I take another breath. I need this quiet, this space to write. I need the end of the week, and the prospect of rest (or something approaching that). I need to tune in to what my thoughts may be telling me, because I discover that there is a path to the tapping of the keys, if only I can listen for it.

Breath. I need the slowing, the lack of chatter, even from my nearest and dearest. I need my thoughts to proceed from one thing to another to another, to find meaning in the progression, answers even, maybe.

I need to practise. I need to keep the words coming, because writer after writer after writer whose words I’ve read this year has said: the only way to get better at writing is to write.

I need good words. I do. It’s why I often read instead of getting going on my own words. I need the inward sigh of the right turn of phrase, the spark of contact when seeing someone express how I feel too.

I need thinking space. I could meditate, I could go for long walks, I could do other deep and pondering activities. But writing will do just fine as thinking space too.

I need perspective. Writing – and reading – these things give me that. The chance to take a step back, to allow the flurry of the day to settle into position. I need the opportunity to put down my pack and look around, and check the road I’m is the one I think I want to be on.
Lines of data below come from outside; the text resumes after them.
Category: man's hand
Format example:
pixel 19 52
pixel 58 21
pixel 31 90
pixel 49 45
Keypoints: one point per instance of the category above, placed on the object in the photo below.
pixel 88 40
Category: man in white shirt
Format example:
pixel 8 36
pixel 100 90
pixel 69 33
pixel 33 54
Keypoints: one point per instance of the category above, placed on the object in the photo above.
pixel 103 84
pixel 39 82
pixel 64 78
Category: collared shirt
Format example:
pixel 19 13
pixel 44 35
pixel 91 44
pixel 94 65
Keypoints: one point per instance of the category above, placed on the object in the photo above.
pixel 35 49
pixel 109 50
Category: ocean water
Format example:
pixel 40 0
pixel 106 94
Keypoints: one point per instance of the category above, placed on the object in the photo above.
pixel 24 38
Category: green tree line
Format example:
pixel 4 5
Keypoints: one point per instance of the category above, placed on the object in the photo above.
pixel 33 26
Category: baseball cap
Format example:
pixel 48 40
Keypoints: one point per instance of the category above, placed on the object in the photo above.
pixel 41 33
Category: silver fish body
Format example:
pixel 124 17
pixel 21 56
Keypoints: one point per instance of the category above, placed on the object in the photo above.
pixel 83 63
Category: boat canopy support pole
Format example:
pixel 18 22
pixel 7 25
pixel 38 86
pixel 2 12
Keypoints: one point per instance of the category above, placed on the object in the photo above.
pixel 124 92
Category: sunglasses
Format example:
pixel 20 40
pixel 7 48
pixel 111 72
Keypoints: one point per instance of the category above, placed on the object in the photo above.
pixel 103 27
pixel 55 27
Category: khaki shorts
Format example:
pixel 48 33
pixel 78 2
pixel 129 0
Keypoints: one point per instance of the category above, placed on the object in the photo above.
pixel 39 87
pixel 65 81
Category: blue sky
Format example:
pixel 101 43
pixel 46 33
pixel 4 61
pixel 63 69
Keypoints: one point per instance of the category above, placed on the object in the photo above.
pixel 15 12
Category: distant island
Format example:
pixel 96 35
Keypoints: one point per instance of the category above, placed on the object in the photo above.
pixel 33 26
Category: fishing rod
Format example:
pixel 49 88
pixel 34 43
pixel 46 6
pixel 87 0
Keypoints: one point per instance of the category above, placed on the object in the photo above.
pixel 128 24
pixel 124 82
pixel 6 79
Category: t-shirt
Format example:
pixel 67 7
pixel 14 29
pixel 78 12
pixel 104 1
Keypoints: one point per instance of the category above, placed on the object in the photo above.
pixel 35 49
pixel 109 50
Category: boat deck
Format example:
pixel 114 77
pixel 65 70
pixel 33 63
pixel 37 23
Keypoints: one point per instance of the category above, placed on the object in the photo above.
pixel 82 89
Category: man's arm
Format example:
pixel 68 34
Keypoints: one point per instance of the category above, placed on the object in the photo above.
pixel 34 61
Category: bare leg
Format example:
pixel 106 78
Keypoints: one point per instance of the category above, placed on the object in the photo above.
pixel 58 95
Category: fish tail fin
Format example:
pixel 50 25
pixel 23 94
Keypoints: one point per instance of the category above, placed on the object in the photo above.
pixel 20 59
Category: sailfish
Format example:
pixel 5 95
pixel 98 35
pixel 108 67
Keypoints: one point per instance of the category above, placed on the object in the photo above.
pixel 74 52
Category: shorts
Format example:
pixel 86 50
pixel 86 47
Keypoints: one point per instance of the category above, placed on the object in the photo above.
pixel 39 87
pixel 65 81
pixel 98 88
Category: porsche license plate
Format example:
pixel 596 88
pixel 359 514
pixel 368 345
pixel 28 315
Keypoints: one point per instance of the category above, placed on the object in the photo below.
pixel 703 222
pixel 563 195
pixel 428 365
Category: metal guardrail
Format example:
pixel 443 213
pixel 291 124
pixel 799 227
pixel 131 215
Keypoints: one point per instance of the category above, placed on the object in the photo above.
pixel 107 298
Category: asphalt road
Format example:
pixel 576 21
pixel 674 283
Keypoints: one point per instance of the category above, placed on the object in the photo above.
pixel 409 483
I need to realign. To come back to who I think I might be, at my core. Who I’d like to be, even. Writing does that for me. It helps me remember who I am and how I came to be here, and why certain things matter, and others don’t.

I need to agree that these are my needs – and that they are OK. They may not seem as pressing as making things fit in the freezer, or signing the school permission slip, or finding a new container to control the tidal wave of Lego.

I need to not be afraid of needing things too. And many of those needs are for the free things, the ones we so often sail past as we fill our days with the more concrete needs of our homes and our families.

I need time. I need quiet. I need thinking space. I need perspective. I need to realign. And I don’t need to spend money to do so.

But every now and then, I might also need some chocolate. Just to help with the perspective, you understand.